Sayangnya, lanjut dia, Indonesia belum menjadi pengekspor utama furnitur meskipun ekspor kayu Indonesia merupakan yang utama. Indonesia kalah dari negara Tiongkok maupun negara Eropa lainnya yang bisa mengolah kayu menjadi barang bernilai tambah.
"Pada 2001 kita eksportir (furnitur) nomor 12, di 2017 turun jadi 17. Tapi kita tetap eksportir kayu terbesar. Ke mana ekspornya? ke Tiongkok. Tiongkok yang kemudian kelola bahan baku kayu untuk hasilkan nilai tambah lebih besar yaitu furniture. Jadi ini contoh bagaimana kita harus bangun industri hilir," jelas dia.
Meski demikian, Indonesia juga diharuskan menyiapkan industri hulu sebagai penopang utama industri manufaktur. Jika tidak, impor bahan baku dari luar negeri akan membanjiri Indonesia.
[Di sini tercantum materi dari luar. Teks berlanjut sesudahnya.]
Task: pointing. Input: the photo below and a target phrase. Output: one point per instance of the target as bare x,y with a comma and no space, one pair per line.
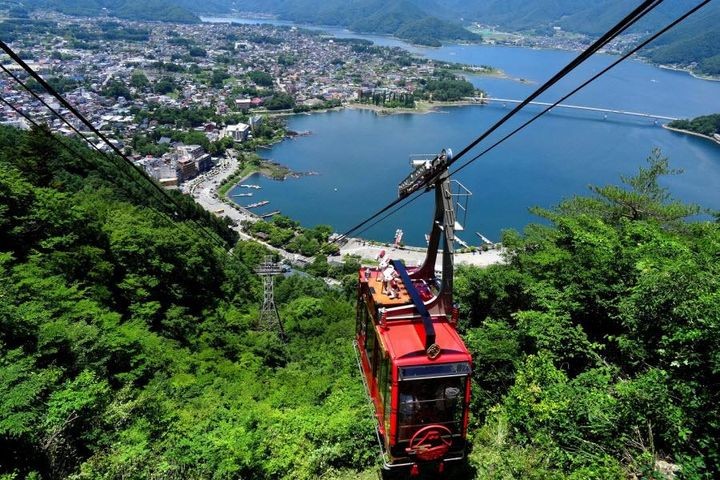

Hal ini membuat daya saing industri Indonesia kalah dari negara lain.
Faisal mencontohkan, pemerintah pernah mengeluarkan kebijakan Tingkat Kandungan Dalam Negeri (TKDN) untuk industri telepon seluler pada 2014. Namun karena tidak didukung industri hulu yang memadai, impor komponen telepon seluler justru mengalami peningkatan.
"Impor telepon memang turun, tapi di sisi lain impor untuk parts atau komponennya mengalami peningkatan, karena TKDN itu belum jalan baik. Karena industri tumbuhnya belum siap untuk men-support industri hilir yang masuk ke dalam negeri. Jadi ini pekerjaan rumah ke depan untuk bangun industri hulu," pungkasnya.